The relational structure of these living systems described the organization of relations between its possible behaviors that instituted behavioral closure with respect to its medium. Autopoiesis focused on the structural coupling of this relational structure with its medium and how it was conserved (Maturana and Varela 1980[1972]). Structural coupling referred to a two-way relation between the genotypes of living systems with their phenotypic behaviors, in which each living system was supporting the organization of the others. Luhmann pointed out (Luhmann 2013[2002]: pp83-101), however, that while structural coupling addressed co-ontogenic drift in these mutual effects arising as a side-effect of random mutations, it provided no basis for describing the processes of genotypic adaptation. Genotypic adaptation here referred to the way a living system could change its overall way of being structurally coupled in pursuit of better adaptation between itself and its medium. If we are to include genotypic adaptation in Rosen’s ‘Class 5 Universal Adaptive Systems’, autopoiesis alone is thus an insufficient basis for giving an account of such adaptation.

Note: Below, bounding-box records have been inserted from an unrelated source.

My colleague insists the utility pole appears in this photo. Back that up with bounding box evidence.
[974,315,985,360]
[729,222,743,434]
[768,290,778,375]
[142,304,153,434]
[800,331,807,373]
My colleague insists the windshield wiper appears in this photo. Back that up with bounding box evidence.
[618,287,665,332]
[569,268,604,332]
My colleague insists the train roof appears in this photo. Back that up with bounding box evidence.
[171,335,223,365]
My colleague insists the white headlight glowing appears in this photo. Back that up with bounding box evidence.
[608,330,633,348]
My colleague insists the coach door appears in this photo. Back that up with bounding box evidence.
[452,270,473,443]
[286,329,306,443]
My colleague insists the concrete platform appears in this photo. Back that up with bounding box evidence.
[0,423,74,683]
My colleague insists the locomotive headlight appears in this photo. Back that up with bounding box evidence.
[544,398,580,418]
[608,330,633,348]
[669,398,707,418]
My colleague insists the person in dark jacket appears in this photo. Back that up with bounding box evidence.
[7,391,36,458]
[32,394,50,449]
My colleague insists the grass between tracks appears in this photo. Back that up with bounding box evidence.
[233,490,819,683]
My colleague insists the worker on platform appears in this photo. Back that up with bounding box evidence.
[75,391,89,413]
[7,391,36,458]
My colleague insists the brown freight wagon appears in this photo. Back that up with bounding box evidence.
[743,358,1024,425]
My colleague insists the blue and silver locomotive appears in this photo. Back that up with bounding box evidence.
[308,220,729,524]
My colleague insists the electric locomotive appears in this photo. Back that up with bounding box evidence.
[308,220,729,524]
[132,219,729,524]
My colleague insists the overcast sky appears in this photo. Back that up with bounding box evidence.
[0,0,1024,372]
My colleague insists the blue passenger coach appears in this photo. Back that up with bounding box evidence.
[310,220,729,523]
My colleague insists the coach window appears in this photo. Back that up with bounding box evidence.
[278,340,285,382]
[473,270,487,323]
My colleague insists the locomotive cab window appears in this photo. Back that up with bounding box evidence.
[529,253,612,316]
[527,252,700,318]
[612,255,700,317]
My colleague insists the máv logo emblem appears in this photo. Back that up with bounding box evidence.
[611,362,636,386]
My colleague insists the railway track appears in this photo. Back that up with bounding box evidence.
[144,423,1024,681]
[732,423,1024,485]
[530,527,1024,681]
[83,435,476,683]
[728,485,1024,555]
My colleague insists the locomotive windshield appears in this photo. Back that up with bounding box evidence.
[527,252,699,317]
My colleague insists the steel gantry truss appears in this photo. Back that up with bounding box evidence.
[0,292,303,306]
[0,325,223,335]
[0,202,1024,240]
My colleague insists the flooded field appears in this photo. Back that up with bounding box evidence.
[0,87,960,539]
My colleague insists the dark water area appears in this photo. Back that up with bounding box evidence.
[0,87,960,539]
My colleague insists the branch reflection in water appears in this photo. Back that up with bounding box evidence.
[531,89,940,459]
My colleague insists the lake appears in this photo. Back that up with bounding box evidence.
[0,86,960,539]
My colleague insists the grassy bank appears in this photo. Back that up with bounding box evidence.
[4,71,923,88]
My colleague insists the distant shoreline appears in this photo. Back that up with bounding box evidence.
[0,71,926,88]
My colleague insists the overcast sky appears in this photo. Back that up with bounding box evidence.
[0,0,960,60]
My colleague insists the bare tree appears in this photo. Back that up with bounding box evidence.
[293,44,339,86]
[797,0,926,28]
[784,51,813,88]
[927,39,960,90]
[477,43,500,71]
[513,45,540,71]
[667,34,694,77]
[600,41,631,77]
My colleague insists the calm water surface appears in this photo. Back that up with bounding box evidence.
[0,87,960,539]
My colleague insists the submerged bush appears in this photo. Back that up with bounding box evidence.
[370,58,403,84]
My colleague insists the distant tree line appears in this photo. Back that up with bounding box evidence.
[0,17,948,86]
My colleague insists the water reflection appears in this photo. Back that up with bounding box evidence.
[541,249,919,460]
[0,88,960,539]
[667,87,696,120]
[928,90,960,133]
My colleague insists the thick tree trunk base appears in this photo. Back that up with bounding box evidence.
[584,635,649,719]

Describing agency in terms of living system identity
The work of Barandiaran et al built on the work of Maturana and Varela to define the agency of a living system as its “autonomous organization that adaptively regulates its coupling with its medium and contributes to sustaining itself as a consequence” (Barandiaran, Di Paolo, and Rohde 2009). Quoting from their work, the agency of a living system had three characteristics:
- Individuality and spatio-temporal asymmetry – there is a system as a distinguishable entity that is different from its environment. The system is constituted for itself as a reference point in space and time, not for an observer of the system (who can choose any reference point to its convenience and accommodate the observations accordingly).
- Interactional asymmetry – The system is doing something by itself in its environment. The organization of the system (from which norms emerge) is determining the modulation of its coupling with its environment. Given that the system depends on certain conditions defined by its organization, and that it modulates its coupling in relation to it, a deep sense of agency comes to the surface. The system is not only acting, but through its actions is maintaining and individuating itself.

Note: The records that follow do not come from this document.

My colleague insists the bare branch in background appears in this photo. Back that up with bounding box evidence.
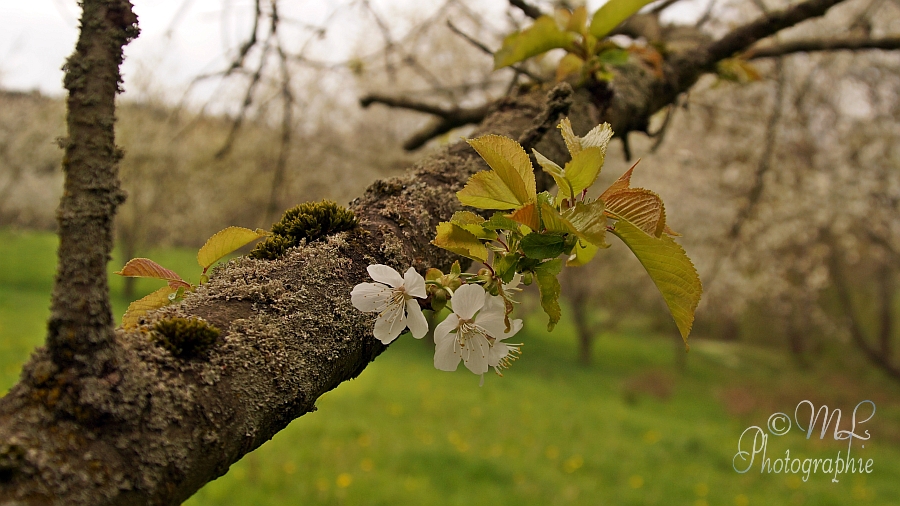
[263,0,295,225]
[706,60,787,287]
[359,94,488,151]
[447,19,544,82]
[650,0,680,14]
[509,0,544,19]
[743,36,900,59]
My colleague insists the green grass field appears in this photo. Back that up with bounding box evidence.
[0,230,900,506]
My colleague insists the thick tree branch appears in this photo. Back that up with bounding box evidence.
[743,37,900,59]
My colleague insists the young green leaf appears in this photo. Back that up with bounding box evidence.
[534,258,562,331]
[197,227,269,272]
[509,202,541,230]
[115,258,191,289]
[456,170,522,209]
[558,118,613,157]
[481,213,519,232]
[541,202,577,234]
[531,149,575,199]
[494,250,531,283]
[561,200,609,248]
[432,221,487,262]
[556,53,584,82]
[589,0,653,39]
[519,232,566,260]
[494,16,578,70]
[566,239,600,267]
[468,135,535,207]
[565,146,606,196]
[122,286,178,329]
[613,220,703,344]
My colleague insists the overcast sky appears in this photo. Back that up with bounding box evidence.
[0,0,703,99]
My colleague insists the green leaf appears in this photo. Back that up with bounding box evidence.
[531,149,575,199]
[613,221,703,343]
[494,16,578,70]
[534,258,562,331]
[509,203,541,233]
[481,213,519,232]
[556,53,584,82]
[519,232,566,260]
[541,202,575,234]
[456,170,521,209]
[597,49,628,67]
[494,253,527,283]
[565,147,605,196]
[450,211,497,241]
[203,227,269,272]
[590,0,653,39]
[467,135,536,206]
[432,221,487,262]
[561,200,609,248]
[566,239,600,267]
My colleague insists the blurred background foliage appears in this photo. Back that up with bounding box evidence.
[0,0,900,505]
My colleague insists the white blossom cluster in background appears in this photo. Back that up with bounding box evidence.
[350,264,522,382]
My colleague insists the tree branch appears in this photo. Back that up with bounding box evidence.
[0,92,563,505]
[509,0,544,19]
[743,37,900,59]
[359,93,488,151]
[706,0,844,68]
[0,0,872,505]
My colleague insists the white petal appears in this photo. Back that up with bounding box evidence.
[403,267,428,299]
[406,299,428,339]
[350,283,391,313]
[503,272,522,292]
[450,284,485,320]
[366,264,403,288]
[476,292,506,320]
[462,334,491,374]
[488,341,509,367]
[434,314,459,346]
[374,305,406,344]
[581,123,613,153]
[434,324,459,371]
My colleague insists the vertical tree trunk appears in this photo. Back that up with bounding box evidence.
[47,0,138,376]
[878,264,894,362]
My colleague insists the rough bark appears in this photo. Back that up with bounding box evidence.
[47,0,137,375]
[0,0,856,505]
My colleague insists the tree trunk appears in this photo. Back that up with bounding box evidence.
[0,0,852,505]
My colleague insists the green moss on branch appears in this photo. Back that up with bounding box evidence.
[250,200,359,260]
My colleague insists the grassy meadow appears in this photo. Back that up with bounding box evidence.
[0,230,900,506]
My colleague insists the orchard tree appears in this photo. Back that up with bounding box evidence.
[0,0,897,505]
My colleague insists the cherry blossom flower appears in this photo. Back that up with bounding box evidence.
[434,284,522,381]
[350,264,428,344]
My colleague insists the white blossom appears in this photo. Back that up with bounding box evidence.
[350,264,428,344]
[434,284,522,378]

- Normativity – the way the system does something by itself in its environment is according to a certain goal or norme. the way the system’s constitutive processes and its dependencies between the system and the environment affect self-maintenance.
Each of these three characteristics define a ‘cut’[3] defining an asymmetry between what is on either side of the ‘cut’. Rosen’s definition of a living system was in terms of a behavioral closure between metabolism, replication and repair (see Figure 3). Kineman extends this definition to include the system’s selection as a genotype with its phenotypic behavior, enabling its behavior to be described in terms of the asymmetry between what is on either side of each ‘cut’ (Kineman 2008)[4]. These three asymmetries are described below and shown in Figure 1, in which the blue and orange arrows describe relations across the ontic and epistemic ‘cuts’ respectively:
- Causal isolation arising from the existence of some form of causal boundary defined by the observer: “to the extent that interaction is delayed temporally or separated spatially, causation itself becomes more independent of the larger system (of interaction or observation)”. In these terms, aspects of the state space of the living system identified by the observer remain spatio-temporally The identity of the system as a living system is based on a causally isolating ‘cut’.

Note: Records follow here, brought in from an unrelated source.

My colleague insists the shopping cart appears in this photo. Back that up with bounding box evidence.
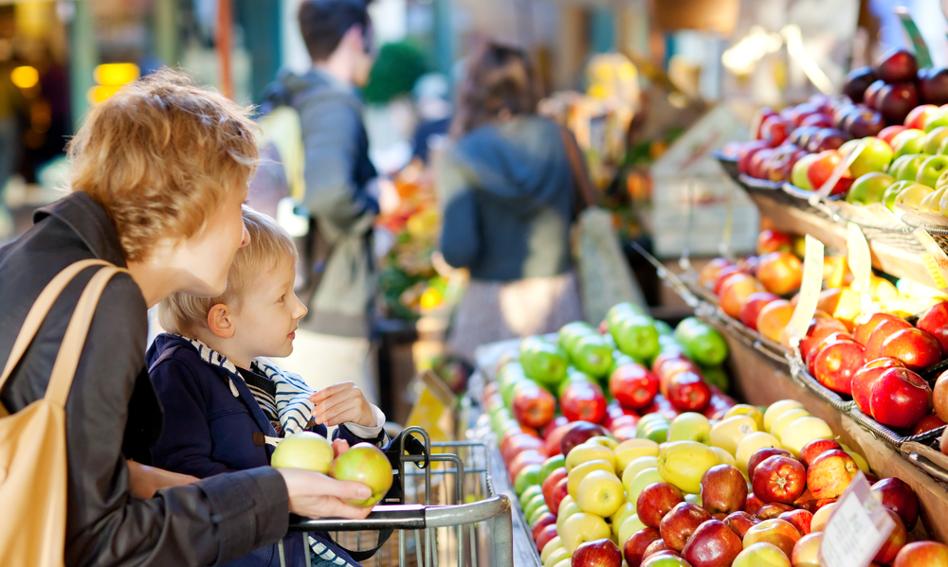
[290,427,513,567]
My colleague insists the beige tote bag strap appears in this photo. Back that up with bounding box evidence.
[0,258,109,390]
[46,266,126,407]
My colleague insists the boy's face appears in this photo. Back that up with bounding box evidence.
[227,258,307,360]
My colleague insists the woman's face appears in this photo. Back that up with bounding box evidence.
[173,191,250,297]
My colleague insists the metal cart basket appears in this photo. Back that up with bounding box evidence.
[290,427,513,567]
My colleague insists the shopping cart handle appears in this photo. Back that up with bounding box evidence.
[290,504,425,532]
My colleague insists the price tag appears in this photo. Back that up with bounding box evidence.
[783,234,823,349]
[820,473,895,567]
[811,140,868,201]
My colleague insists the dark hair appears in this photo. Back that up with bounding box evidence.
[297,0,371,61]
[451,42,538,137]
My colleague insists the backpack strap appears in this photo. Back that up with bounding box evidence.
[0,259,109,390]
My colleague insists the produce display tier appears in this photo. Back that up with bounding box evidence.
[656,260,948,541]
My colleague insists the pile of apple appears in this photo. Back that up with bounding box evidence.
[506,400,948,567]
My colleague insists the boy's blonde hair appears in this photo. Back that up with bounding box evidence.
[68,69,257,261]
[158,207,296,335]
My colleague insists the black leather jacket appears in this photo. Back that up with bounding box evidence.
[0,192,289,567]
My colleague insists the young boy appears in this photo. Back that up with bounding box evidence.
[147,208,385,567]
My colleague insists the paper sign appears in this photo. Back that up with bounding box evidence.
[811,140,868,200]
[820,473,895,567]
[783,234,823,348]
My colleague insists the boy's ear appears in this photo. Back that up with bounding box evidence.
[207,303,237,339]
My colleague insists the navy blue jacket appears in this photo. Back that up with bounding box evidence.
[147,334,381,567]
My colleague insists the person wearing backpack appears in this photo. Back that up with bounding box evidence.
[262,0,379,401]
[0,70,371,567]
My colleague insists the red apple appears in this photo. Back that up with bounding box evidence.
[881,327,942,370]
[915,301,948,352]
[872,477,918,530]
[723,510,757,538]
[560,380,606,426]
[560,421,609,455]
[739,291,780,331]
[513,381,556,428]
[806,449,859,500]
[751,455,806,504]
[852,357,905,414]
[800,439,842,466]
[609,362,658,409]
[747,447,792,482]
[659,502,711,551]
[873,508,908,564]
[869,368,932,427]
[892,541,948,567]
[681,520,743,567]
[622,528,662,567]
[635,482,685,528]
[813,340,866,395]
[701,465,747,514]
[777,508,813,535]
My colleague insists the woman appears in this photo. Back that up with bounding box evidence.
[0,71,369,566]
[438,43,581,359]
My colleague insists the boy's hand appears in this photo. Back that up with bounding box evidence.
[309,382,379,427]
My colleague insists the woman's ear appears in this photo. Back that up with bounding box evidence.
[207,303,237,339]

- Ontic assumptions implicit in the relations between encoding and decoding: “such relations that extend across the subject-object boundary (both sides of which may be present as perception, and also dissolved in action) must be treated as creative (i.e., ontological) information relations”. These assumptions define a state space for both the living system and for the medium with which it is structurally coupled.
- Epistemic assumptions implicit in the relations both within the causally isolated state space of the living system and within the state space of its structural coupling, they constrain the ways in which encoding and decoding relations are themselves related: “These relations are entirely contextual, existing in the ‘ambiance’ of any modeling relation.”[5] This leaves open the issue of whether the relation of the living system to its medium is lateral among structurally-coupled living systems within an ecosystem or is stratified through relations of embeddedness within nested living systems”[6].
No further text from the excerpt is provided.